The Rule of Law?
Separation of powers is a common theme in the history of the judiciary. Although Article III does not grant the Supreme Court the power to strike down laws it considers repugnant to the Constitution, every law student in America knows that this power exists thanks to Chief Justice John Marshal’s opinion in Marbury v. Madison. Place this in the context of the following quote from Posner’s How Judges Think:
The original precedent in a line of precedents could not have been based on precedent. At the origin of the line must be something else. It might well be a policy judgment or, what often will amount to the same thing, the interpretation of a vague statute or vague constitutional provision – and the policy judgment or the policy-laden interpretation might well be determined by ideology.
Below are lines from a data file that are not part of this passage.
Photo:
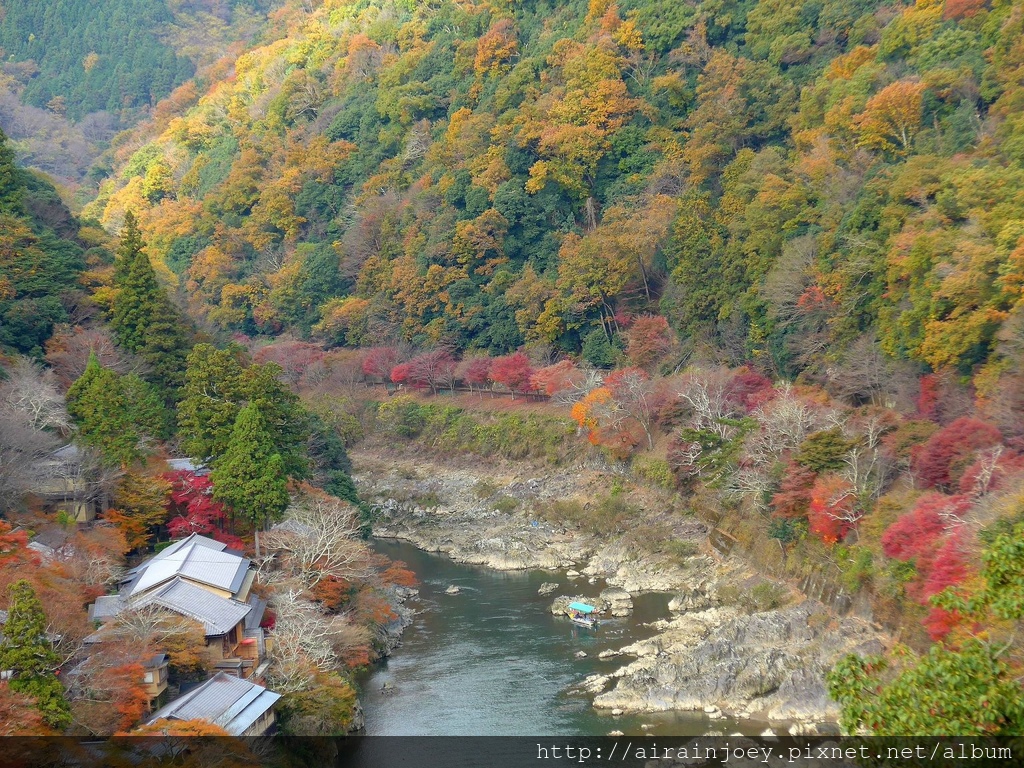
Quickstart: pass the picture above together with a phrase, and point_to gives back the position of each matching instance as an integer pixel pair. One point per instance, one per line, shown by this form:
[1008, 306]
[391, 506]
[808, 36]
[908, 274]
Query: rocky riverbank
[735, 645]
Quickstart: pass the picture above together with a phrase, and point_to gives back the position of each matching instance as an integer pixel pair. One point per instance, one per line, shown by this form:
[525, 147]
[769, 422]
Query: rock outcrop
[721, 652]
[769, 665]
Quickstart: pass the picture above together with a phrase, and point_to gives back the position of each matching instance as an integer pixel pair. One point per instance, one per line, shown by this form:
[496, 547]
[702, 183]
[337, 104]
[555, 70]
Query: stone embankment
[735, 645]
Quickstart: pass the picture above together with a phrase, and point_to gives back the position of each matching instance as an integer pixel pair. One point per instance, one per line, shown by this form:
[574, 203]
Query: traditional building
[202, 580]
[241, 708]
Not only is the foregoing true, but it seems especially so with regard to Marbury – arguably the most important legal decision in American history. The opinion that gave the federal judiciary its most consequential power is founded not upon the text of the Constitution but upon Marshal’s preconceptions; perhaps his beliefs in a strong federal government, a strong federal judiciary, and a system of checks and balances. So one can certainly argue that “the rule of law” (or a “government of laws not men”) had immensely significant exceptions, even from the onset. We should recognize this regardless of whether we think judicial review is a good thing. And proponents of judicial review should at least recognize its drawbacks. After all, Marbury may have been the seed that was responsible for the Supreme Court becoming the largely political institution that it is today. Without the enormous power of judicial review and the exclusive voice of constitutionality, the Court would be stripped of almost all of its political utility.